If you are trying to choose among the many Real Estate Agents in Costa Rica, please ask them the four following questions:
Are you a Legal Permanent Resident or Citizen of Costa Rica?
If their answer is NO, or vague at best, immediately stop communicating with them and find another agent. Ask to see their Cedula, which is their Costa Rica identification. If they are not a Permanent Resident they are working illegally. First of all, anyone who hasn’t even taken the time to invest in their own ability to stay and work legally in this country surely isn’t going to have your best interest at heart. Secondly, they are just looking to make enough commission to stay a little while longer in paradise, before they pack up and move to another destination. Their only concern is their income, NOT finding you the correct, best and safe investment and they surely won’t be here later on when you move or need to resell your property.

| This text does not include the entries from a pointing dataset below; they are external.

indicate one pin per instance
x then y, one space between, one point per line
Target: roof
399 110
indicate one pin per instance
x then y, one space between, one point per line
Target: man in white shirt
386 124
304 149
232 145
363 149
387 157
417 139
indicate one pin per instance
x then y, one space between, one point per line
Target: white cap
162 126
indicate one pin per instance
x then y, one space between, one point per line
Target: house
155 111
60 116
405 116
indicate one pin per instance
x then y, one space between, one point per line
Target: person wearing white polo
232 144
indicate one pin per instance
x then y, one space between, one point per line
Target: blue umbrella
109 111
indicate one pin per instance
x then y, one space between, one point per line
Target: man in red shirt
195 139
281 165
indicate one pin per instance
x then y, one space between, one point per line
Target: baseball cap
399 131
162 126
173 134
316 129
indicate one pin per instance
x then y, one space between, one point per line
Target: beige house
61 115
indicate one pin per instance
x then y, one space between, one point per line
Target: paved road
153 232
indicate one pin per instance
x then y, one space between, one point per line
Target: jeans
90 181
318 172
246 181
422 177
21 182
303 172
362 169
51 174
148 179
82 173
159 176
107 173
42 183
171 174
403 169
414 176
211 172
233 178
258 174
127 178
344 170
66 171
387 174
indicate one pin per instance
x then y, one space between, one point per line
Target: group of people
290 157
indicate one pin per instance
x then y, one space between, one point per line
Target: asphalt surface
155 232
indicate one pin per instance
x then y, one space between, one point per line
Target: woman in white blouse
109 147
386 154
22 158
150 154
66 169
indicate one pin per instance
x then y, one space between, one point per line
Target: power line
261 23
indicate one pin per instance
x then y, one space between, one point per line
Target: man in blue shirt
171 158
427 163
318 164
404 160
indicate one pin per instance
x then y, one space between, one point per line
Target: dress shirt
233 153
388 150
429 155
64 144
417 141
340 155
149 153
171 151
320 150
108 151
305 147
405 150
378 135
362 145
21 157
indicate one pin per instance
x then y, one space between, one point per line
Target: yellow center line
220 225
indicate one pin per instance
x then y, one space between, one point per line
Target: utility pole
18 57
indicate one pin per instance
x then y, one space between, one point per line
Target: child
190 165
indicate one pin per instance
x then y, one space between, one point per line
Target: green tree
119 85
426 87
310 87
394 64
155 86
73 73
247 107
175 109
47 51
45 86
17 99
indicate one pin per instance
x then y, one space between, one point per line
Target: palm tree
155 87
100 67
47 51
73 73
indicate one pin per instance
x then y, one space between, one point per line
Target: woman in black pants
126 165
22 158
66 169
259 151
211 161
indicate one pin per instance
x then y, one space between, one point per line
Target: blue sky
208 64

Are you licensed by CRGAR or CCCBR?
Anyone who is representing themselves as an agent, who hasn’t taken the licensing classes, obviously can’t be educated about all the intricacies involved with purchasing property in a foreign country. Find yourself another agent who treats real estate as a career and not just a way to pay the bills or something to do to keep from being bored.
What do you own in Costa Rica?
Show it to me. This is an essential question. It is amazing how many real estate agents don’t own a piece of property themselves, but rather rent a house or a condo. How can you expect to get investment advice from someone who hasn’t even purchased a property with their own money? Surely this person is not in this business for the long haul and can’t be very good at what they do if they don’t even make enough money to buy a small piece of paradise themselves.
Are you registered with SUGEF?
This is obvious. If the answer is NO, then immediately say goodbye to this individual and find yourself another agent.
Michael Mills - I am registered with CRGAR and SUGEF and have been selling real estate in Costa Rica since 1999. My wife and I own our own home and a few other properties in our area.